LONDON (09/23/2003) - PC Advisor readers have lashed out at half-hearted U.K. government plans to crack down on spammers. It will be an offense for a British business to send unsolicited mail to personal email accounts after December 11, bringing existing laws in line with European legislation.
But with over half of our readers (52.6 percent) complaining that junk messages now account for more than 75 percent of all their email, the vast majority (74 percent) reckon the maximum £5,000 (US$8,246) fine isn't sufficient punishment for spammers, according to a recent poll on the PC Advisor website.
Meanwhile Member of Parliament (MP) Derek Wyatt, who along with e-envoy Andrew Pinder is hoping to persuade U.S. lawmakers to take a tough 'opt-in' approach to spam, is warning the internet will grind to a halt unless firm action is taken by American authorities.
'Opt-in' requires users to request a commercial email before it can be sent, as opposed to the 'opt-out' method, where the onus is put on individual users to let companies know that they do not wish to receive spam.
"Opt-out is a terrible, terrible mistake and if we can't come to an agreement on dealing with spam, I think the internet will seize up next year, not unlike the electricity blackouts in New York earlier this year," Wyatt told PC Advisor.
Wyatt is convinced that there has to be a concerted and coordinated worldwide effort to stop spam. "I think we need a new arrangement like what happened with telephones and stamps, where world bodies started to agree on global pricing," he said. "In terms of dealing with spam, we are in the spotty teenager stage but we will grow up and to do that. We need to discuss these issues in an international forum."
Wyatt and Pinder will be part of an APIG (All-Party Parliamentary Internet Group) delegation of MPs that will fly to Washington next month for meetings on Capitol Hill with Senators and other lawmakers. Analysts have also slammed Thursday's anti-spam directive claiming the law doesn't go far enough to protect businesses as well as individual email users.

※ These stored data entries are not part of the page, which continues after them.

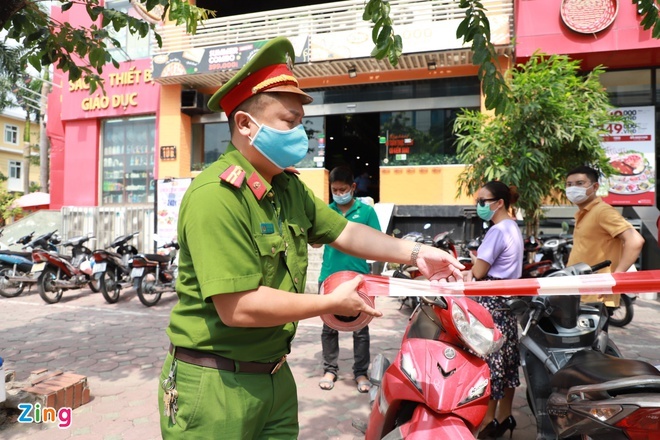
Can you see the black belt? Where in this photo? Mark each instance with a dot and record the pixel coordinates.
(218, 362)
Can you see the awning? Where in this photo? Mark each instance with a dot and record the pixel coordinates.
(32, 199)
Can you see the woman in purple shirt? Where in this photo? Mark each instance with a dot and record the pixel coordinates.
(500, 256)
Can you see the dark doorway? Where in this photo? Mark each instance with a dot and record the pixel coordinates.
(353, 140)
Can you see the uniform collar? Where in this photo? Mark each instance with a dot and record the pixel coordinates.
(589, 206)
(254, 181)
(356, 204)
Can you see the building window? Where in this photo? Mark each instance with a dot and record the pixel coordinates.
(209, 142)
(15, 169)
(15, 178)
(132, 46)
(420, 137)
(128, 161)
(628, 87)
(11, 134)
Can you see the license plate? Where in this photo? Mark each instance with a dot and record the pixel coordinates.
(38, 267)
(99, 267)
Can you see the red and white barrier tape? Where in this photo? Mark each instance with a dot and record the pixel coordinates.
(378, 285)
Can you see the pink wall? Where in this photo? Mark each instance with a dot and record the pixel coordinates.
(75, 116)
(539, 27)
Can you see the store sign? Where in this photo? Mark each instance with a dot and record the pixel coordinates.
(632, 155)
(127, 90)
(219, 58)
(418, 36)
(589, 16)
(399, 144)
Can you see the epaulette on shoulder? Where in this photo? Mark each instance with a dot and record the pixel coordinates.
(233, 175)
(292, 171)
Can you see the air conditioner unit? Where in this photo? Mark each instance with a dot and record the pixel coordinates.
(194, 102)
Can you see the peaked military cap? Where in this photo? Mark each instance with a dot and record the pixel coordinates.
(269, 70)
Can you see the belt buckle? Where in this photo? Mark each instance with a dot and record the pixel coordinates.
(278, 365)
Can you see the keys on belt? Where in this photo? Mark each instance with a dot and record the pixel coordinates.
(278, 365)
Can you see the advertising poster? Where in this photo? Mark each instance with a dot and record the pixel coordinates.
(170, 193)
(632, 155)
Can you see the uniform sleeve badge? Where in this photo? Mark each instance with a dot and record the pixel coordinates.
(234, 175)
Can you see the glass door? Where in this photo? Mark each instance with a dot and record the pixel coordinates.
(128, 161)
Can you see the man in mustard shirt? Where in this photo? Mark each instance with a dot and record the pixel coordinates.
(244, 225)
(600, 233)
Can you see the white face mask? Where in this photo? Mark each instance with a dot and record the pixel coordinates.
(577, 194)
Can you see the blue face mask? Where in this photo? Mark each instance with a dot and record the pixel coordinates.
(485, 213)
(343, 199)
(282, 148)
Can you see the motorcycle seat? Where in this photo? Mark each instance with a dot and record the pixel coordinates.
(156, 257)
(27, 255)
(588, 367)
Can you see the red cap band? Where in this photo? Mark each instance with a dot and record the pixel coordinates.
(260, 81)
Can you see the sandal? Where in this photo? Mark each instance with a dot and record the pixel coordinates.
(326, 383)
(363, 384)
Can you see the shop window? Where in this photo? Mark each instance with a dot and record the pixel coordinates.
(421, 137)
(628, 87)
(11, 134)
(132, 46)
(315, 158)
(128, 161)
(209, 142)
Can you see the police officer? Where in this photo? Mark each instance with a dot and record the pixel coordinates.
(244, 225)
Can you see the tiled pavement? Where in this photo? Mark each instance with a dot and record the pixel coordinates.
(120, 348)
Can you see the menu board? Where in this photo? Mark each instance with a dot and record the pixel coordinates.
(632, 155)
(170, 193)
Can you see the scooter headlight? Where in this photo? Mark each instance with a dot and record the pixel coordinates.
(479, 338)
(408, 368)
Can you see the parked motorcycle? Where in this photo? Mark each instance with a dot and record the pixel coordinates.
(56, 272)
(16, 266)
(154, 274)
(623, 314)
(555, 328)
(112, 268)
(439, 384)
(441, 241)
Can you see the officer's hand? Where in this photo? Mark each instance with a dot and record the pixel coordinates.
(347, 302)
(436, 264)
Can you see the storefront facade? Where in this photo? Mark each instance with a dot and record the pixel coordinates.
(103, 142)
(395, 123)
(610, 35)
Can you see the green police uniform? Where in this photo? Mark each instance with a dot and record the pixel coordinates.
(237, 232)
(335, 260)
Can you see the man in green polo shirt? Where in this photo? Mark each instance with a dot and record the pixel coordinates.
(244, 225)
(343, 188)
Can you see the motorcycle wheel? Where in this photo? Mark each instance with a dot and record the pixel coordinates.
(47, 291)
(622, 315)
(95, 285)
(145, 290)
(109, 286)
(9, 289)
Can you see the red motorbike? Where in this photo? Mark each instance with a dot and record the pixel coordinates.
(439, 384)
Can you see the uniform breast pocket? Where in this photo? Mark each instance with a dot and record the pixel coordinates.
(299, 228)
(270, 249)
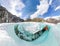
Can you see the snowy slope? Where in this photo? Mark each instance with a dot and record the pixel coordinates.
(9, 38)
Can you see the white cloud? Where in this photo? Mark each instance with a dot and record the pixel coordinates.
(13, 5)
(41, 9)
(16, 5)
(55, 17)
(57, 8)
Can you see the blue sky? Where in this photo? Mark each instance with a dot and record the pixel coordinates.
(32, 8)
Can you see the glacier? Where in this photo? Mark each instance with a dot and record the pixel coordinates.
(8, 36)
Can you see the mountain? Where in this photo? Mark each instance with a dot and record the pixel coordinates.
(54, 20)
(6, 16)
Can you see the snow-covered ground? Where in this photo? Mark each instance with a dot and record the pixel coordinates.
(9, 38)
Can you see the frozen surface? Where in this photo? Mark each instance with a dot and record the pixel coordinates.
(9, 38)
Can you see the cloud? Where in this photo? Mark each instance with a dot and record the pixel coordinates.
(13, 5)
(16, 5)
(57, 8)
(55, 17)
(41, 9)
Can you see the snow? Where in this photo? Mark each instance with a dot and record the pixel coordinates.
(9, 38)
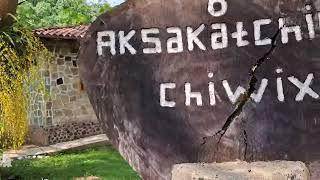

According to Gartner analyst Anthony Allan, the market researcher's corporate clients have mostly taken a technical response to the problem of spam. "The bottom line is a company's email infrastructure has to cope with twice as much email than it needs to, so while they do believe that spam should be illegal and that spammers should be punished, legal measures are not seen as the most effective way to deal with the problem," he told PC Advisor.
Allan reckons the new law also poses the additional problem of tracking down and imposing fines on those sending spam from outside of the U.K., an endeavor made that much more difficult if the U.S. protects those same people with opt-out anti-spam laws.
"It is not clear how the enforcement of the law will work," Allan said. "There is a great deal of publicity around the fact that action is being taken and I believe there will be successful prosecutions this time next year. But the effectiveness of the law over the whole range of spammers and email users in the next year is going to be minimal."
PC Advisor says:
We are all responsible for our own destinies, and it's up to us to get on with the job of protecting ourselves from spam.
The golden rules are:
1. Do not respond to spam - no matter how tempting it is, or how angry you might be.
2. Do not send spam back (bounce it).
3. Do not allow yourself to be tempted to spam the spammer.
4. Do not visit porn sites.
5. Do not publish your email address on your website - make a mail to hyperlink out of some text, such as: 'Problems with the site? Email the webmaster.'
6. Get spam filtering software installed, or set yourself up with a spam filtering server like Spammarest.
7. Get a second email address, and use it for submissions to websites - keep your primary address for people you can trust.
8. Treat your email address as confidential and don't publish it anywhere, especially in a web forum where thousands of people can see it.